Supermarkets have been the worst retail vertical hit by shelf gaps as supply chain disruption sees shoppers faced with poor stock availability at the shelf edge in the run-up to Christmas, the latest research from Pricer, the world’s most reliable provider of ESLs (Electronic Shelf Labels), reveals.
Original research of over 2,000 UK shoppers in Pricer’s latest report showed that six in ten (61 per cent) are currently reporting in-store shelf gaps in supermarkets, with the issue of out-of-stocks also extending to grocers’ digital shelves and eCommerce inventory availability also impacted; 43 per cent of UK shoppers reported noticing a growing number of missing items from their online grocery orders.
DIY and Homeware retail was also being hit by ongoing supply chain issues, with 49 per cent of shoppers currently experiencing out of stocks in-store, while 40 per cent said finding the DIY products they needed online was increasingly difficult. Almost half (47 per cent) of UK shoppers are also experiencing shelf gaps when buying electricals, with Currys, one of the UK’s leading electronics retailers, warning of shortages due to supply chain strains.
Over a third of consumers were hit by goods shortages in November according to the ONS, with 36 per cent of adults experiencing out-of-stocks, with Brexit and the covid-19 supply chain pressures blamed for low stock availability. M&S recently warned it faces shelf gaps until spring, while Joules said it expected stock delays in the run up to Christmas. Meanwhile, stock availability is also facing disruption by other market dynamics; Tesco shoppers, for example, are being warned they could face empty shelves over the Christmas period, as warehouse staff are set to walk out on strike action over a pay dispute on 20 December.
Despite warnings of low stock availability ahead of Christmas, over two thirds (67 per cent) of UK shoppers still expect the products they need to be on the shelf when they come into store, Pricer’s research showed, with 55 per cent saying regular shelf gaps would negatively impact their long term loyalty with a brand or retailer.

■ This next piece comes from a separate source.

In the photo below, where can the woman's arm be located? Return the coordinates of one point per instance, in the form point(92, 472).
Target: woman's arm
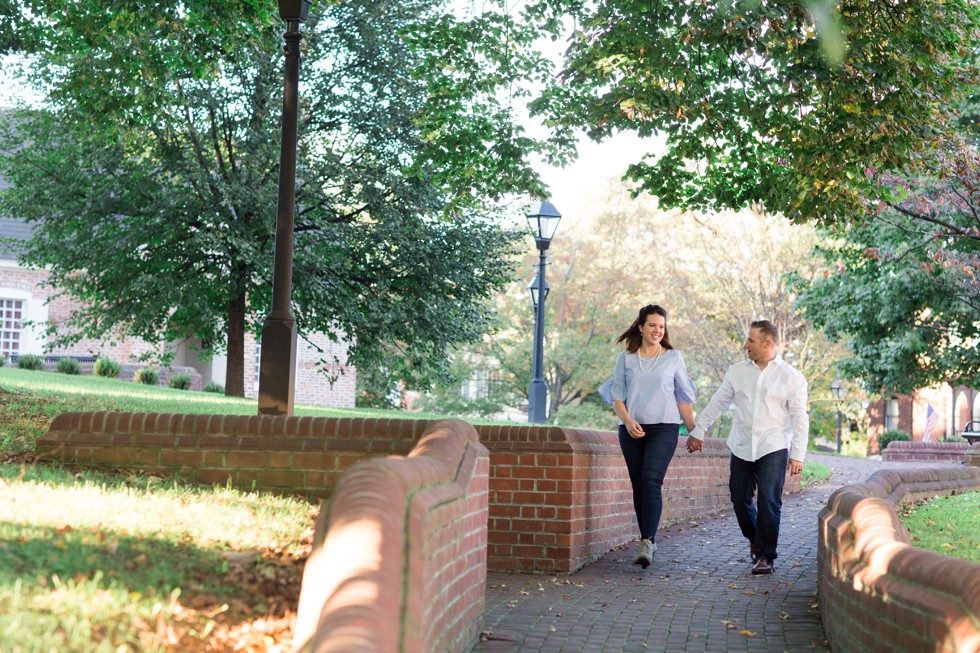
point(632, 426)
point(687, 414)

Duncan Potter, CMO at Pricer, commented: “Retailers are doing all they can to deal with shortages. Some have sought to take control of their own supply chain, bypassing many of the intermediaries and buying capacity direct; others are acquiring their own logistics capabilities; and some are staggering delivery options in a bid to smooth out supply chain bumps. While there is no end to the ingenuity retailers have employed to ensure that goods are available ahead of Christmas, ingenuity at the back-end is not always followed up at the front-end, on the shelf; even companies with full inventories are not always getting them onto the shelf, leading to gaps.”
“By digitalising the shelf-edge, retailers can act on advanced forecasting decisions to dynamically manage prices at the shelf edge, respond immediately to gaps, assort and promote against true demand to raise sales and reduce waste, pick more rapidly for online orders to avoid interrupting the customer and also to avoid cannibalising stock,” he added.